For now, the spectrum includes:

  • Email threading
  • Enhanced linear review
  • Clustering
  • Technology-assisted review

In this article, we will discuss this spectrum of solutions, explain their ideal use-cases, and identify the strengths and weaknesses for each approach.

The old-school way of reviewing documents was linear,  looking at each document to assess it for relevance and privilege. This approach made sense because the cost and time it took to assess each document seemed justified by the risks it was perceived to manage. With the creation of computers, PDAs and other methods for conducting business electronically, the sheer volume of potentially-relevant information in most cases has made this manner of review ineffective. In addition, the solutions addressed herein have also made this manner of reviewing documents passé.

Most employees communicate electronically, making email a significant category of ‘documents’ in litigation. In addition, email conversations are often repetitive. As a result, the first thing to do to accelerate review is identify these redundant emails and tag them. This is done by a process called email threading whereby emails within a conversation are grouped and only the most inclusive email is reviewed. This entire thread of emails is then tagged consistently across the conversation. As a result, both the time needed to review this category of documents and its costs are reduced, sometimes by as much as 50 percent. Email threading can also be used with other technologies to accelerate the document review process further, particularly in cases that have other language redundancies as described below.

An option that recognizes this is enhanced linear review. This solution presents documents to reviewers electronically, making it much easier to identifying redundancy in them. A number of solutions offer this feature, but a few are more intuitive than others. Hence, the time required to train your reviewers and get them started is minimal.
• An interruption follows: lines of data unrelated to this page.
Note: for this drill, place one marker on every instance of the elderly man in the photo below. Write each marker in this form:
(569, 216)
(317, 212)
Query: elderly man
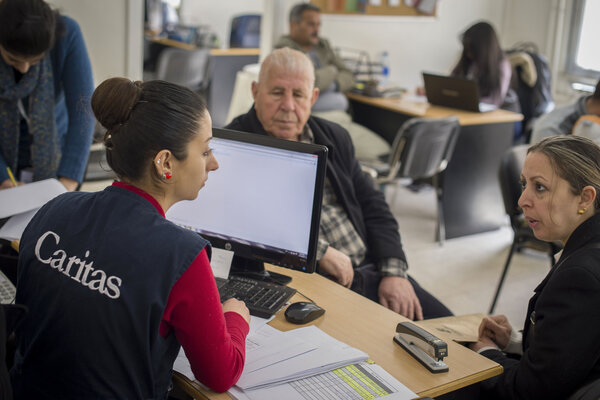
(359, 242)
(332, 77)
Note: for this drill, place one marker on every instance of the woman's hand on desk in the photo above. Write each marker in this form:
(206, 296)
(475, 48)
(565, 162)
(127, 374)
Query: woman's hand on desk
(236, 306)
(497, 329)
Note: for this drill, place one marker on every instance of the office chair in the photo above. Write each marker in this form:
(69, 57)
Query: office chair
(421, 149)
(189, 68)
(509, 175)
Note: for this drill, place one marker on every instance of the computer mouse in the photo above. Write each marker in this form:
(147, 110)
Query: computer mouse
(303, 312)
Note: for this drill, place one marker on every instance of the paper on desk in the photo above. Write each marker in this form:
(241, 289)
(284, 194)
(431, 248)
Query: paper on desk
(28, 197)
(329, 354)
(362, 380)
(268, 346)
(14, 227)
(220, 262)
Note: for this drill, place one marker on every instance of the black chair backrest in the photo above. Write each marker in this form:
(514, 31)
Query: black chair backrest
(423, 147)
(590, 391)
(509, 175)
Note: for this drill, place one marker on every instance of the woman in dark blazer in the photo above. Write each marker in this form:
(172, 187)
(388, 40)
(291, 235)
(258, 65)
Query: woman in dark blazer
(558, 350)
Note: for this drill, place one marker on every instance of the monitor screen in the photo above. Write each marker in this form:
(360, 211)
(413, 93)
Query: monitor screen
(263, 202)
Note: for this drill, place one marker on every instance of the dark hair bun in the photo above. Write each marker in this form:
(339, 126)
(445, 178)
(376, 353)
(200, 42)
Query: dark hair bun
(113, 101)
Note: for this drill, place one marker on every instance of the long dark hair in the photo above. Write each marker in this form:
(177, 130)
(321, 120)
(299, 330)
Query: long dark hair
(143, 118)
(28, 27)
(481, 50)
Another way of accelerating document review is by clustering technology. This process uses text analytics to index all of the words in the data set and then assess the frequency with which these words appear. The system makes another assessment of the proximity that these words appear next to each other and uses both of these measures to determine the relevance of the documents to rank them in clusters. It then derives labels based on the predominant key words within each grouping.
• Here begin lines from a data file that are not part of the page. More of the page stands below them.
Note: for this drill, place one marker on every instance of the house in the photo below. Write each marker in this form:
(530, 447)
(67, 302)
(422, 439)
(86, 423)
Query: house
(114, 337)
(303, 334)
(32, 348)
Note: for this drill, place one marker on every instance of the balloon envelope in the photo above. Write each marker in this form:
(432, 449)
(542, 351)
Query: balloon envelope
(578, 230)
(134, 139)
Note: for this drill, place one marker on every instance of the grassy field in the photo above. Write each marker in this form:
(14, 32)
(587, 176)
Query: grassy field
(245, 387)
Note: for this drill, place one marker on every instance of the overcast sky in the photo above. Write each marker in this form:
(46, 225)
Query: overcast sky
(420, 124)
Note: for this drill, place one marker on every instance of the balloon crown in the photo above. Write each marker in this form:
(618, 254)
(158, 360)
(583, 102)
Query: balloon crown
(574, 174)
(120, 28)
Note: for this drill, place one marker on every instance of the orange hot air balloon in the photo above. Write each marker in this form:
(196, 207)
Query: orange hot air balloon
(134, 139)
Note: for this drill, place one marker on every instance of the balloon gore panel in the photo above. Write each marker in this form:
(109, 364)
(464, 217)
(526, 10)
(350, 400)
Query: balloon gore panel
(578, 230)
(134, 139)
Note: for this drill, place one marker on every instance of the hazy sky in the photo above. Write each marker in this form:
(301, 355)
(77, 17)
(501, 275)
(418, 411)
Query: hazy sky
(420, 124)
One key benefit of clustering is that it organizes the data set objectively, without preconceptions, which is helpful in exposing unexpected information that can help or hurt a case. This factor is particularly helpful when reviewing production sets since it can give you a much quicker idea of what the opposing party has produced to you.

Last, but not least, is technology-assisted review (TAR). We have read a great deal about how TAR can hyper-accelerate document review, particularly in cases that involve a significant amount of data, require document review to be completed quickly or both.

The two categories of TAR include artificial intelligence-based TAR and language-based TAR. The most significant benefit of these approaches is to hyper-accelerate review, saving a great deal of time and money relative to linear review. To determine which approach is most appealing depends on the time available to train the application, and the need for transparency across the process.

Since artificial intelligence-based TAR identifies relevant documents by computer, its ability to understand context is driven by the information provided to it. Hence, greater attention should be given to the training set used to identify these documents. Generally, this means that enough time must exist to read about 10,000 documents to train the system.

Conversely, if the data set contains complex semantic patterns, use language-based TAR. Because it leverages human decision-making rather than a computer to identify relevant documents, this language-based approach is better able to recognize these semantic patterns and how they can contain relevant information. This process also provides greater transparency because the decisions are made by humans rather than by an artificial intelligence system. Lastly, language-based TAR is also preferable when the re-use of the decisions made in the initial review could be used across subsequent, similar matters to further expedite the review process.

A best practice to accelerate document review is to include the entire spectrum in your toolkit. Few cases are similar enough in volume, data type and the like to justify always relying on one approach. As a consequence, make it a practice to consider these options with each case. Lastly, include a document review expert to facilitate this analysis who is also tasked with documenting the decision-making process, as well. Each of these steps will enhance the likelihood that the document review is a time and cost-effective as it can possibly be.